La vie d'un tel peintre épris de son modèle jusqu'à en prodiguer sans discontinuité tous les traits, expressions, caractères, faces, profils et physionomies variées par l'enveloppante lumière des lagunes, ne pouvait devenir, en conséquence, que prodigieusement féconde.

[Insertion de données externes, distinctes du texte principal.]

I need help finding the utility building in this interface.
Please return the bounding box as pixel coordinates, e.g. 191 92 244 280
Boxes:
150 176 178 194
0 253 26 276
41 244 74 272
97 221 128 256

Le nombre de ses portraits scénographiques de la Sérénessime ville des Doges fut si considérable qu'il n'est guère aujourd'hui de galeries de la vieille Europe ou de musées du Nouveau Monde qui n'en soient pourvus.

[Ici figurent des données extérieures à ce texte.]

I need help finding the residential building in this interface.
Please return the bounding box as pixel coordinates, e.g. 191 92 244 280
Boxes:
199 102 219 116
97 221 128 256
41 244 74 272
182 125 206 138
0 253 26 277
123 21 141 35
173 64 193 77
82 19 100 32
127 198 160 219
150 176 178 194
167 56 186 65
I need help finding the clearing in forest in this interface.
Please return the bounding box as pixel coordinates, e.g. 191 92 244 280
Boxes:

De toutes les cités du monde, Venise apparaît être celle qui ait exercé la plus impérieuse séduction aussi bien sur ses fils amoureux de leur mère, que sur ses visiteurs étrangers. Ses portraitistes se multiplièrent au cours de son histoire. Il n'yen eut point de plus zélés, de plus attentifs, de mieux doués que Le Canaletto et son neveu Bellotto, qui reproduisirent en de multiples tableaux ses visages, aspects et perspectives. La difficulté d'une étude complète sur ces deux petits maîtres vénitiens est apparente dans cet écrit plutôt essentiellement biographique, aucun développement critique n'y pouvant trouver place.
Longtemps, il ne fut question que d'un Canaletto. Il n'yen eut qu'un seul en réalité, Antonio da Canal, qui signa ou écrivit son nom de plusieurs façons:
Canal, da Canal, Canale, Canaleto ou Canalettoet Canaletti. Personne, il y a deux siècles, n'y trouvait à redire. L'orthographe des noms propres ou des surnoms était inexistante et n'offrait aucune régularité.